This work addresses the δ-Dispersion (continuous independent set) and δ-Covering (continuous dominating set) problems on graphs of bounded treewidth, where vertices may be placed at arbitrary real-valued positions along edges and distances are measured in the continuous metric. Leveraging tree decompositions, the authors design exact dynamic programming algorithms that carefully model state transitions under real-valued distances, achieving running times of \(d^t \cdot n^{O(1)}\) for δ-Dispersion and \((2d+1)^t \cdot n^{O(1)}\) for δ-Covering, where \(t\) denotes the treewidth. This study provides the first systematic characterization of the computational complexity of these two continuous optimization problems on bounded-treewidth graphs and establishes tight lower bounds on the exponential dependence on treewidth under the Strong Exponential Time Hypothesis (SETH), proving that the obtained bases cannot be improved.
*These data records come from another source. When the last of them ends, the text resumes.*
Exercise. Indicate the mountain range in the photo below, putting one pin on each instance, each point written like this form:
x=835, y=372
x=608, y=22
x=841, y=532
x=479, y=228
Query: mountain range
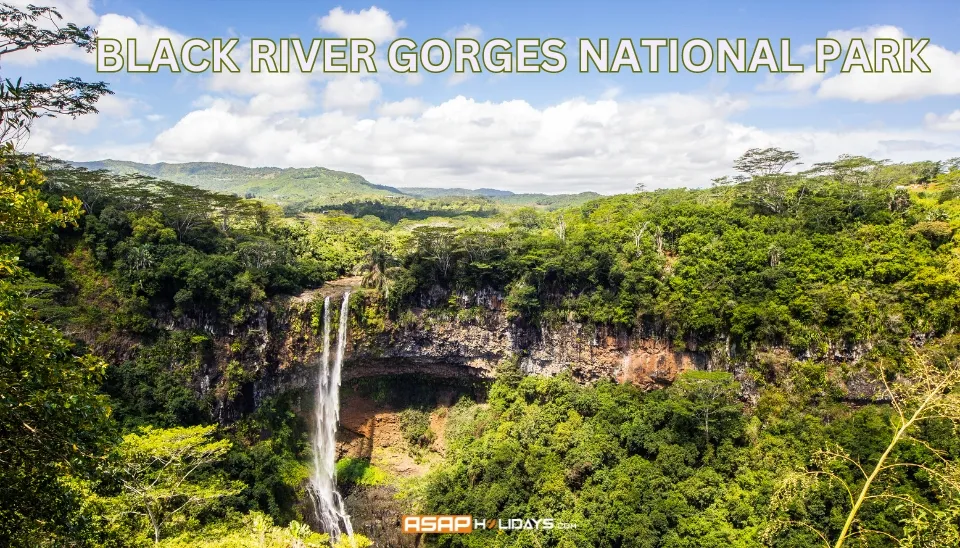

The distance-d variants of Independent Set and Dominating Set problems have been extensively studied from different algorithmic viewpoints. In particular, the complexity of these problems are well understood on bounded-treewidth graphs [Katsikarelis, Lampis, and Paschos, Discret. Appl. Math 2022][Borradaile and Le, IPEC 2016]: given a tree decomposition of width t, the two problems can be solved in time $d^t \cdot n^{O(1)}$ and $(2d + 1)t \cdot n^{O(1)}$, respectively. Furthermore, assuming the Strong Exponential-Time Hypothesis (SETH), the base constants are best possible in these running times: they cannot be improved to $d-ε$ and $2d+1-ε$, respectively, for any $ε > 0$. We investigate continuous versions of these problems in a setting introduced by Megiddo and Tamir [SICOMP 1983], where every edge is modeled by a unit-length interval of points. In the δ-Dispersion problem, the task is to find a maximum number of points (possibly inside edges) that are pairwise at distance at least δ from each other. Similarly, in the δ-Covering problem, the task is to find a minimum number of points (possibly inside edges) such that every point of the graph (including those inside edges) is at distance at most δ from the selected point set. We provide a comprehensive understanding of these two problems on bounded-treewidth graphs.